There were some variations in the response profiles for the 7vPnC serotypes between HAART-treated and HAART-naive (Fig. 2a). Although not statistically significant, compared to HAART-naive, HAART-treated patients tended to have a higher response to serotypes 9V, 14, and 18C, but a lower response to serotype 6B. When pooling the seven serotypes, the mean loss of total vaccine-specific IgG from the peak response at month 4 to follow-up at month 9 was significantly greater among HAART-naive than among HAART-treated (54.8 vs. 38.1%, P = 0.001) patients. Boosting with PPV23 did not increase 7vPnC IgG concentrations to levels above those observed 1 month after the second 7vPnC in either group.

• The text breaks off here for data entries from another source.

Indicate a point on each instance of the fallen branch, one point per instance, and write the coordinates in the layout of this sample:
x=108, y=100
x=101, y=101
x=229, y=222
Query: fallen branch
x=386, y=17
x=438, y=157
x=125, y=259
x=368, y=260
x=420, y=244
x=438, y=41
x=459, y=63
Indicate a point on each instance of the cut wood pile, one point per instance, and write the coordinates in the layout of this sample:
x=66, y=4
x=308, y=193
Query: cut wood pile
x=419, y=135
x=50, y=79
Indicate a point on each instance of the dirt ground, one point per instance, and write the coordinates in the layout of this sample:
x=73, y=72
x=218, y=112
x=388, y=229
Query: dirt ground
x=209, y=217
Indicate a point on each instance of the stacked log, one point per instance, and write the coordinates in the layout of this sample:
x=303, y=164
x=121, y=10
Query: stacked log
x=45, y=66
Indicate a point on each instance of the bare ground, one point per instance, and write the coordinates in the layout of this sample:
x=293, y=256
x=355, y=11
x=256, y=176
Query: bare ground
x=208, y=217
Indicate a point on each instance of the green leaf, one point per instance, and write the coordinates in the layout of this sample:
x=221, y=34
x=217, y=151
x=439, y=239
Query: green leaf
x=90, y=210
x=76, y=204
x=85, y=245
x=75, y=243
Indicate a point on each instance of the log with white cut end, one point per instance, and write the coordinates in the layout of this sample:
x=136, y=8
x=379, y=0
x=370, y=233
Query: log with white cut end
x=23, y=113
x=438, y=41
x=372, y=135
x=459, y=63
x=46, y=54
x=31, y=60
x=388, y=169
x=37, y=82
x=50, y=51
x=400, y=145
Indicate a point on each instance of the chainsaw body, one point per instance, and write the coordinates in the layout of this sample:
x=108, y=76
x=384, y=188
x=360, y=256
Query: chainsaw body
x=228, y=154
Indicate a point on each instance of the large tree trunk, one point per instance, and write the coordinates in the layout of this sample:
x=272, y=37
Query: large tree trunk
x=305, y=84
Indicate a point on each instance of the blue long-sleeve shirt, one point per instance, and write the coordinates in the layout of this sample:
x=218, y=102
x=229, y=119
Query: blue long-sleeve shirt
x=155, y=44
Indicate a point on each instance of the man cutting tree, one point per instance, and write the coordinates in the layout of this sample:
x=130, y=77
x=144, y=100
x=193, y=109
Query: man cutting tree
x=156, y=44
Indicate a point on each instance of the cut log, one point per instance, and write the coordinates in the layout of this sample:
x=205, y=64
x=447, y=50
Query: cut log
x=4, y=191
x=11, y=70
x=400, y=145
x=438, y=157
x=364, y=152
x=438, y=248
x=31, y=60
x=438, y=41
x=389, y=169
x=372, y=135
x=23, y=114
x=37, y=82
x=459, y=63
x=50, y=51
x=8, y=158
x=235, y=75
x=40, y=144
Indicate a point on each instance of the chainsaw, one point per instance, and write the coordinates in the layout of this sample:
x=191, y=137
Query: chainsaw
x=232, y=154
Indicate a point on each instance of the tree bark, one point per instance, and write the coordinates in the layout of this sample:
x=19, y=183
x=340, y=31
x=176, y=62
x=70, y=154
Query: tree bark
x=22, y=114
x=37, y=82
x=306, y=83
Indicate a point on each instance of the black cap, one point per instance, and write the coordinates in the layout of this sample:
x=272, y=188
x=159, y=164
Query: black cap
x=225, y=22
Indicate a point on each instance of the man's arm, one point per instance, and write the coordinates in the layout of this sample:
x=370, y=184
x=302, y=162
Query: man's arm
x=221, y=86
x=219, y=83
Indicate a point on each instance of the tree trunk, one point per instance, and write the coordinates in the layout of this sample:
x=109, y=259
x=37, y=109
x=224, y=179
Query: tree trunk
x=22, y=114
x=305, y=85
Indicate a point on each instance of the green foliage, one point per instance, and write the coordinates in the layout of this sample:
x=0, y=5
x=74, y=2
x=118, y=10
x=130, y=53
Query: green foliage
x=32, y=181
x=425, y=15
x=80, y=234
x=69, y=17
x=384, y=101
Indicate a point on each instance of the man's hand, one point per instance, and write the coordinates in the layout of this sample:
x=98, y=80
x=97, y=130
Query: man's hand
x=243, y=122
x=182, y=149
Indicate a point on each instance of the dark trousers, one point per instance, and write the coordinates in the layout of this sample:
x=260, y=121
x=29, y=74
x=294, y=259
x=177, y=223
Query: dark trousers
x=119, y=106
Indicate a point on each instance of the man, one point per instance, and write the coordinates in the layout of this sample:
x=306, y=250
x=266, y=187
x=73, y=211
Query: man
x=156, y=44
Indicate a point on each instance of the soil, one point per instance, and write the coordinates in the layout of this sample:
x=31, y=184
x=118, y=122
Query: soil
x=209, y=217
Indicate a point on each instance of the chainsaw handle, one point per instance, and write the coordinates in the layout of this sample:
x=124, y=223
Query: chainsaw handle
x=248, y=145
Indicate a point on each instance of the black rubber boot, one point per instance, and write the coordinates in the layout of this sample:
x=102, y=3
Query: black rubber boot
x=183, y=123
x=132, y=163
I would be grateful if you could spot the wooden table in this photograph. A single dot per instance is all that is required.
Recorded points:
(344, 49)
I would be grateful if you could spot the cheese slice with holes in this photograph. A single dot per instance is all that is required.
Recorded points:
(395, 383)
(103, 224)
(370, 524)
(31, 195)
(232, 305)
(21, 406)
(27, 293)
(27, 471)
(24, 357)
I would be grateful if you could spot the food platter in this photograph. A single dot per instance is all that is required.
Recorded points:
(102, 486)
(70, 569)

Both HAART-naive and HAART-treated had substantial serotype-specific OPA increases following immunization (Fig. 2b). However, 1 month and 6 months after second 7vPnC vaccination, geometric mean OPA titers were higher among those on HAART compared with HAART-naive (statistically significant for serotypes 14, 19F, and 23F). These differences remained significant even with adjustment for baseline CD4+ cell count (data not shown). Boosting with PPV23 increased OPA titers for serotypes 6B, 19F, and 23F to levels above those observed following the second 7vPnC. However, the response curves for serotype 14 showed initial decreases following PPV23 in both groups, which were not observed for the other serotypes.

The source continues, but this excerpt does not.